If its your first time leaving the country, it might come as a surprise that many other countries use military time, or the 24 hours clock, to differentiate between morning and afternoon. For instance, in Spain if you want to go to a movie and you’re looking at the times, 11:00 means 11:00 in the morning while 23:00 means 11:00 in the evening. Depending on how you’re communicating with someone, you should also specify. When I was looking for apartments for the Spring semester I would always indicate the time in military time, saying 16:00 instead of 4:00 PM. Even when talking to someone you may have to specify if you mean the evening or the morning, but it depends on the context.

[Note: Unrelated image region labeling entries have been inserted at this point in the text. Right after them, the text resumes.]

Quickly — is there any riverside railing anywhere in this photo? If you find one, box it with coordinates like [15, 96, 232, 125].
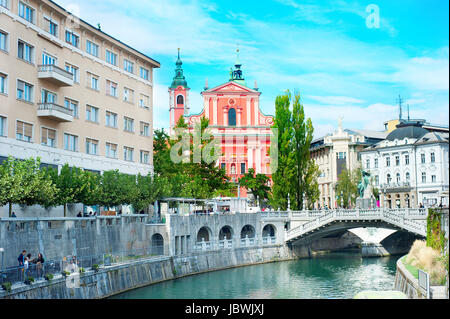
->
[0, 245, 164, 285]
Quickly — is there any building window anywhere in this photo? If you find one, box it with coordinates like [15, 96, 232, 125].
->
[123, 88, 134, 103]
[42, 52, 56, 65]
[86, 40, 99, 57]
[17, 40, 34, 63]
[17, 80, 33, 102]
[0, 0, 9, 9]
[16, 121, 33, 142]
[86, 105, 98, 123]
[139, 94, 150, 109]
[41, 89, 57, 103]
[64, 133, 78, 152]
[141, 151, 150, 164]
[0, 73, 8, 94]
[123, 59, 134, 73]
[66, 63, 80, 83]
[44, 17, 58, 37]
[140, 122, 150, 136]
[64, 98, 80, 118]
[106, 111, 117, 128]
[228, 108, 236, 126]
[106, 142, 117, 158]
[0, 31, 8, 52]
[123, 116, 134, 133]
[66, 30, 80, 48]
[106, 50, 117, 66]
[87, 72, 100, 91]
[140, 67, 149, 81]
[41, 127, 56, 147]
[19, 1, 34, 23]
[123, 146, 134, 162]
[336, 152, 347, 159]
[106, 80, 117, 97]
[177, 95, 184, 105]
[86, 138, 98, 155]
[0, 116, 6, 136]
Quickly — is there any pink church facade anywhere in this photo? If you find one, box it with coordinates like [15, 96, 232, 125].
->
[169, 49, 273, 197]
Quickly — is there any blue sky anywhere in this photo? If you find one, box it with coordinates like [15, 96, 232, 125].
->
[56, 0, 449, 137]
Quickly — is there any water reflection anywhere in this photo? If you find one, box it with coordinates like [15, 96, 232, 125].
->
[112, 253, 398, 299]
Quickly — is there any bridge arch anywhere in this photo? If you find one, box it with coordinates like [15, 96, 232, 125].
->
[151, 233, 164, 255]
[241, 225, 255, 238]
[262, 224, 277, 237]
[219, 225, 233, 240]
[197, 226, 212, 242]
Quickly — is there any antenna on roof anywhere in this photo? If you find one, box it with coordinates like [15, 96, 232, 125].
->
[397, 94, 403, 121]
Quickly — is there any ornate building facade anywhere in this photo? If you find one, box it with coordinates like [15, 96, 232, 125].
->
[169, 51, 273, 197]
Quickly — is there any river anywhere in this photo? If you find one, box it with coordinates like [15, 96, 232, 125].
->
[111, 253, 400, 299]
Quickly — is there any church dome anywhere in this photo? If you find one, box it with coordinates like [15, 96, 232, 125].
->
[386, 124, 428, 141]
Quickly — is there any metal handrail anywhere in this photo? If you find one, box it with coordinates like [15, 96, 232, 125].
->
[38, 64, 73, 80]
[38, 102, 73, 116]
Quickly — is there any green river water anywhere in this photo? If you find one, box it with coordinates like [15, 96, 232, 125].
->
[111, 253, 400, 299]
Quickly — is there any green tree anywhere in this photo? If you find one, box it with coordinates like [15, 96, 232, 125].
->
[272, 91, 319, 210]
[239, 168, 270, 207]
[335, 169, 361, 208]
[0, 157, 57, 216]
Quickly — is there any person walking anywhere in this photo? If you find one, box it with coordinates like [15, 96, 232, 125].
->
[33, 253, 45, 278]
[23, 254, 31, 284]
[17, 249, 27, 280]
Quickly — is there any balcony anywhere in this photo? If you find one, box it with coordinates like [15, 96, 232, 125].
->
[38, 64, 73, 86]
[37, 103, 73, 122]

Pro-tip for telling time: While the basic rule for military time is to simply subtract 12 from afternoon time (14:00-12= 2:00 PM), it helps to adjust if you switch your phone and electronics to the 24 hour clock. Very useful during those first few jet-lagged days.
3. The Gospel of Vale and No pasa nada
While Spaniards have the stereotype of being very passionate, loud and even blunt, they also have a very strange ability to be relaxed and flexible, especially when it comes to being punctual or things out of their control. The Gospel of Vale as I have dubbed it, is about saying vale, which is the equivalent of okay in Spain, just as often as a Spaniard would. While this seems complicated, it’s all about mastering the different intonations. There’s the sarcastic vale, the triple vale, and the ever-important questioning vale? It’s almost a lifestyle.

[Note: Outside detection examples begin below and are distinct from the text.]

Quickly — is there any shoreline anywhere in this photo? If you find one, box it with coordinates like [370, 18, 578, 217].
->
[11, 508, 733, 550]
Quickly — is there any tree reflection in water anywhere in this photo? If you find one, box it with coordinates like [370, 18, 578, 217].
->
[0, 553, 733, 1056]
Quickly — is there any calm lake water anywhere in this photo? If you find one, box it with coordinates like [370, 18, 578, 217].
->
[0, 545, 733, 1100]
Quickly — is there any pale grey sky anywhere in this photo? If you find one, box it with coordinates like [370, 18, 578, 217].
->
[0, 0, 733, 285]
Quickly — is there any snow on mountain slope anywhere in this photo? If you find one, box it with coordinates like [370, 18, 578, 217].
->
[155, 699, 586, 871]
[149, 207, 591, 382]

The second Gospel is of no pasa nada, which literally means, “nothing will happen”, but in the sense of “don’t worry about it”. Where would one hear this phrase? Well, if you need to break a 50 euro bill (which is all the ATM’s seem to give out), and you’re lucky enough to walk into a restaurant or store with a nice cashier or waiter (and you really need a lot of luck for that one) who will break your 50, you might get a “no pasa nada” after asking them. If someone accidently trips over you in the Metro, you can show off after they say “Disculpame” or “Perdoname” (both mean “excuse me”) by answering “no pasa nada”. It’s not as commonly used as vale, but it is one of the nuances that Spaniards would appreciate.
Pro-tip for Spanish nuances: If you really want to get fancy and fit in, you should learn how to fit in “joder” into everyday speech. While it doesn’t carry the same vulgarity as in other parts of the Spanish-speaking world, it’s still not the nicest word to say. If you feel wrong saying “joder” as often as Spaniards do, I would suggest using what the elementary school kids use as a substitute: simply “jo” (pronounced “ho”), “jomama” or “jolines”.
Madrileños are very funny, and I can’t imagine studying anywhere else. As a general recommendation, I would suggest reading Ghosts of Spain: Travels Through Spain and Its Silent Past by Giles Tremlett before traveling to Spain for an extensive period of time. I read it this past summer, and it definitely gave me a general basis on Spanish culture as well as Spanish life. Most importantly, remember to keep an open mind when traveling in Madrid and all of Spain, vale?